Lord Mayor's Cakes Recipe
This recipe is for small, fatless sponge cakes which are flavoured with caraway seeds. The recipe was found in an old Victorian cookbook, but little information is provided as to its origins. However, from its name, we can imagine that these little cakes were baked for special civic occasions, possibly a Lord Mayor's banquet.

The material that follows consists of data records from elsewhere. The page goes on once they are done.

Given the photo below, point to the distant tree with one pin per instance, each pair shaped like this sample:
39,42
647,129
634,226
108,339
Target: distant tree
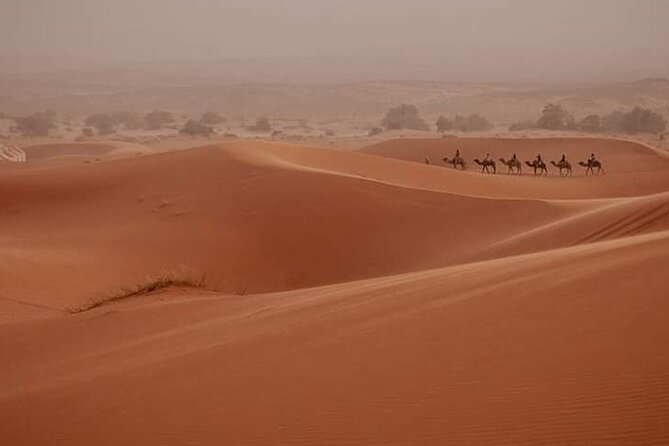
262,125
37,124
196,128
472,123
522,125
444,124
157,119
553,117
375,131
211,118
404,117
591,123
130,121
102,122
643,120
613,121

The use of caraway seeds is interesting: given that caraway seeds are known as a digestive aid, it is possible that the Lord Mayor's cakes were served at the end of a heavy feast to help alleviate symptoms such as heartburn. If you have any information on this recipe that you would like to share, please do leave a comment below.
- 2 eggs
- 1/4 lb caster sugar
- 1/4 lb flour
- a few caraway seeds (the traditional recipe includes caraway seeeds but this may not be suitable for all tastes, so can be omitted)
- a little egg white and sugar mixed together for sticking
- Put the eggs and sugar in a basin.
- Over a pan of hot water, beat until the mixture reaches the 'ribbon stage.'
- Remove the basin from the heat.
- Fold in the flour with a metal spoon.
- Add most of the caraway seeds if used.
- Line a baking tray with baking parchment.
- Place half tablespoons of the mixture onto the baking parchment, making sure they are well spaced out.
- Sprinkle the tops of the mixture with the remaining caraway seeds if used.
- Bake in batches at around 170 degrees Centigrade (fan oven) for 5-7 minutes, making sure they don't burn at the edges.
- When cooked and cooled, stick together in pairs with the egg white and sugar mix. Your favourite jam could be used here instead.